In the decades following the first successful detonation of a nuclear weapon on 16 July 1945, humanity quaked with fear at atomic weaponry. As the global nuclear arsenal swelled, so, too, did our dread of the breed of war we might unleash with it. As scientists researched the possible ramifications of such a conflict, a new term entered public vernacular: nuclear winter.
Since the 1980s, a nuclear winter has permeated our most dismal visions of the future: The sky suddenly blazes with the radiance of a thousand suns. Millions of lives burn to ash and shadows. Nuclear firestorms incinerate cities. Torrents of smoke ascend into the atmosphere to entomb the planet in clouds of ash. The result is noontime darkness and plummeting temperatures.

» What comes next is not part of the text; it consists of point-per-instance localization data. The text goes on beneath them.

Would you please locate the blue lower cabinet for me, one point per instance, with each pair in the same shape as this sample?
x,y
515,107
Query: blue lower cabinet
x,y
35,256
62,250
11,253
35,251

The theory of a nuclear winter is one of environmental collateral damage. The scenario assumes that if 100 or more firestorms follow the explosions of a nuclear war and loft large enough amounts of sooty smoke into the upper troposphere and lower stratosphere, it could have a profound and severe effect on the climate, causing cold weather and reduced sunlight for months or even years.
In an interview with Mikhail Gorbachev in 2000, the interviewer commented, “In the 1980s, you warned about the unprecedented dangers of nuclear weapons and took very daring steps to reverse the arms race.” Gorbachev responded, “Models made by Russian and American scientists showed that a nuclear war would result in a nuclear winter that would be extremely destructive to all life on Earth; the knowledge of that was a great stimulus to us, to people with honor and morality, to act in that situation.”
In the late 1980s, as the implications of a nuclear winter began to be taken more seriously, military analysts turned their attention to the development of nuclear warheads that would explode at low altitudes and cause less fires ignited by thermal radiation, thus reducing the likelihood of a nuclear winter.
Volcanic winters are similar in nature to the theoretical nuclear winter, although there have been a number of instances of volcanic ash and droplets of sulfuric acid obscuring the Sun and increasing the Earth’s reflection of solar radiation: the eruption of Mount Tambora in 1815, the explosion of Krakatoa in 1883, and more recently, the explosion of Mount Pinutubo in 1991.